The foams have an intricate honeycomb-like architecture with excellent structural, mechanical, and electrical properties. The work is reported in the high-impact journal, Advanced Functional Materials.  

“This is very meaningful work,” said Kaiyan Qiu, Berry Family Assistant Professor in the School of Mechanical and Materials Engineering and lead author on the paper. “It can provide a foundation of advanced manufacturing for porous materials and gives us a pathway to create very light materials with unique geometries, strong mechanical properties, and excellent electrical properties for a variety of applications.”

Portrait of a man with short dark hair and glasses
Kaiyan Qiu

Qiu and his co-author, Ulrike G. K. Wegst, a professor at Northeastern University, used a technique called freeze casting to create the foam materials from bacterial cellulose, a unique type of cellulose made by bacterial fermentation. Plant cellulose is the most common biopolymer on Earth. Bacterial cellulose has the same molecular makeup as plant cellulose, which is what makes up the cell walls of plants, but it’s purer, more porous, doesn’t include lignin, the woody part of plants that can be troublesome in manufacturing, and is more crystalline.

A bacterial cellulose sample before using the advanced manufacturing, freeze-casting technique to create foams.

The researchers used liquid nitrogen to directionally freeze at a controlled cooling rate an aqueous suspension of milled bacterial cellulose and a binder made from seaweed. The frozen material, an ice-polymer composite with a lamellar structure, was put in a freeze dryer, which removes the ice by sublimation and reveals the remnant — extremely lightweight foams that possess a beautiful and intricate architecture of tiny micrometer to nanometer-sized pores. When Qiu heated these foams to high temperatures in a vacuum oven, the materials were converted to carbon, rendering them able to conduct electricity well while maintaining good strength. They could potentially be used as lightweight electrodes and other components for supercapacitors, LEDs, and batteries.
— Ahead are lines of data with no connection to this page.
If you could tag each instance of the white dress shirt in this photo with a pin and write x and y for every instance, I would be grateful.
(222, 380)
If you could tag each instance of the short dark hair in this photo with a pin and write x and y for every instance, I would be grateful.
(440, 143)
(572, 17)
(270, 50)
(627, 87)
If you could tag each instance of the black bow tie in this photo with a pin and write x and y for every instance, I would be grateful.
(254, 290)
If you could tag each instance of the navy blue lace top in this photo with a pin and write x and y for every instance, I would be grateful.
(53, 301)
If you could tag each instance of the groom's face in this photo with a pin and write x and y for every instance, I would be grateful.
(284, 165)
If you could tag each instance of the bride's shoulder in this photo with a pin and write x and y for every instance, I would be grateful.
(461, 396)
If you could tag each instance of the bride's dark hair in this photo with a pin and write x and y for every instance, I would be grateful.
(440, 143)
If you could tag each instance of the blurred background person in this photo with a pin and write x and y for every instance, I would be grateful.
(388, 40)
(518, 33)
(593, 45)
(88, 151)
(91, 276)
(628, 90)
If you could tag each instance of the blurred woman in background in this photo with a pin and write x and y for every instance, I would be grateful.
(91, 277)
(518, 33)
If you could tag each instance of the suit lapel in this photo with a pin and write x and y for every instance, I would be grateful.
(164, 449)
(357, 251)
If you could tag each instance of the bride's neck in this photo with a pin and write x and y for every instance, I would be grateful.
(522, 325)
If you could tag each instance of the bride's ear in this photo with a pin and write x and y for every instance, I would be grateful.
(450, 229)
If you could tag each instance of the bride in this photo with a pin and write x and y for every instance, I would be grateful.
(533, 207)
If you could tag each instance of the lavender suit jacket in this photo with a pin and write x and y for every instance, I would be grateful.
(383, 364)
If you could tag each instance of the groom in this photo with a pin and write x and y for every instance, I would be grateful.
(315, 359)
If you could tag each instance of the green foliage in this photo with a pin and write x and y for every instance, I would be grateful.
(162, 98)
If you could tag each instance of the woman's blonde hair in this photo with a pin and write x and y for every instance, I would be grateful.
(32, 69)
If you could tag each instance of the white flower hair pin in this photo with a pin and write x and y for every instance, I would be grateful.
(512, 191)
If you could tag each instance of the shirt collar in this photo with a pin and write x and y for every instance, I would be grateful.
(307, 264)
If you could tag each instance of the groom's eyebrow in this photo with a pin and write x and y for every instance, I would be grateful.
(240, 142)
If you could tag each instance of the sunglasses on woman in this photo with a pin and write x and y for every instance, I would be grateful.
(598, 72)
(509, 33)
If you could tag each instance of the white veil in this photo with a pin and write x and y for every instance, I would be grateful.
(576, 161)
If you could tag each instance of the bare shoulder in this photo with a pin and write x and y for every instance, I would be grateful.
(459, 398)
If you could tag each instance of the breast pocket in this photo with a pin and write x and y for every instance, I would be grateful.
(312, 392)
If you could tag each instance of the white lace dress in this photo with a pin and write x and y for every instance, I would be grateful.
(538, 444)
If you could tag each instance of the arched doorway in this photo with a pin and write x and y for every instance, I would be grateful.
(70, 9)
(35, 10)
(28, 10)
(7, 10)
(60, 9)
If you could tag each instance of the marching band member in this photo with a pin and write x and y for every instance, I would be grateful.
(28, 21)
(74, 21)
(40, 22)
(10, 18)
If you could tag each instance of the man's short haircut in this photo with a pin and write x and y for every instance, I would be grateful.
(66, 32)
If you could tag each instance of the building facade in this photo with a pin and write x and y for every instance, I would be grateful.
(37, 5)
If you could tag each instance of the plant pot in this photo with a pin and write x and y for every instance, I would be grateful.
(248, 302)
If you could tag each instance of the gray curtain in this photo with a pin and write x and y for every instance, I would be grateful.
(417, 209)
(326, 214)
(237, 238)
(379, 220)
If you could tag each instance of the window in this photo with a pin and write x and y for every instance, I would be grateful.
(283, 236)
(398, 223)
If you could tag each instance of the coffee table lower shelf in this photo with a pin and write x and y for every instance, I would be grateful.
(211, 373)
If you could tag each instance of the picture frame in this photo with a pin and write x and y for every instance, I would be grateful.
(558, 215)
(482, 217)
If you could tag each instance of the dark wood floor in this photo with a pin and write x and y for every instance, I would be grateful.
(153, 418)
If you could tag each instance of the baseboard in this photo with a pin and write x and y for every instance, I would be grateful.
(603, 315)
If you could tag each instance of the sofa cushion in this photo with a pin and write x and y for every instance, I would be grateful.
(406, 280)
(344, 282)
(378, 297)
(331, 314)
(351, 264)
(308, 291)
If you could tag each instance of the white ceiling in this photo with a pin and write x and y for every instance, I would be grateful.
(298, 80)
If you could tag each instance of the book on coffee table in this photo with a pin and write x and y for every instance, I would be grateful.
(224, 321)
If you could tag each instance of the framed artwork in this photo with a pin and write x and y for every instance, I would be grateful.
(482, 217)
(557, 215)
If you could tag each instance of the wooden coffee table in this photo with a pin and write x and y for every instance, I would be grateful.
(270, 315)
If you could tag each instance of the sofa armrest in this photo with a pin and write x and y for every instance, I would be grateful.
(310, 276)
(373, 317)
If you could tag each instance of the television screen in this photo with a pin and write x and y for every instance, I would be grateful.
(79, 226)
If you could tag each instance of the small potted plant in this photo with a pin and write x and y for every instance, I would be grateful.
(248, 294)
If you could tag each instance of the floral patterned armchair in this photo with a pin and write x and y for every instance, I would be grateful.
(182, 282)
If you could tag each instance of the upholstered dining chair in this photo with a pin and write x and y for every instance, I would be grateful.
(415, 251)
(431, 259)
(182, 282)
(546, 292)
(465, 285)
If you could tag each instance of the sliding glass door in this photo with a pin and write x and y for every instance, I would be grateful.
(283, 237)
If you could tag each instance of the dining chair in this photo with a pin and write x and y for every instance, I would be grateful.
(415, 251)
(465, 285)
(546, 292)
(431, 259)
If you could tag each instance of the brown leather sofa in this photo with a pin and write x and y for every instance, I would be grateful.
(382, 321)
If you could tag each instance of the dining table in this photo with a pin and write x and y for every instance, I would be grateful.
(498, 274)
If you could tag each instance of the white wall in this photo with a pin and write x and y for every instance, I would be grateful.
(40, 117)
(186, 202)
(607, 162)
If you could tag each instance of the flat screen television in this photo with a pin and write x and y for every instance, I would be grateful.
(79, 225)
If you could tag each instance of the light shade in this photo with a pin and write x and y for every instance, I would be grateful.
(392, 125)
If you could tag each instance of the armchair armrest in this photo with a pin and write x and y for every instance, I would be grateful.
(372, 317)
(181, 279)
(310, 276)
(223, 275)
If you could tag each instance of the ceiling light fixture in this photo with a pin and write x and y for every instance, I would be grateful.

While Qiu is pleased with the properties of the foam materials, he said the work also highlighted possibilities at the fundamental level of the manufacture of new materials by freeze casting and specialized heating methods for creating porous and functional materials. The foam properties also aligned well with predictions from related mathematical models, he said.

A white cyinder and rectangle shape on a black background
Samples of freeze-cast bacterial cellulose foams that have excellent structural, mechanical, and electrical properties.

“This can be an important supplementary advanced manufacturing method to the 3D printing, for creating porous, light structures and for manufacturing many unique and complex materials with excellent properties for different applications,” he said.

The work was funded by the Department of Energy, the National Institute of Health, and the National Science Foundation. The work also received support from researchers at Dartmouth College and Lawrence Berkeley National Lab.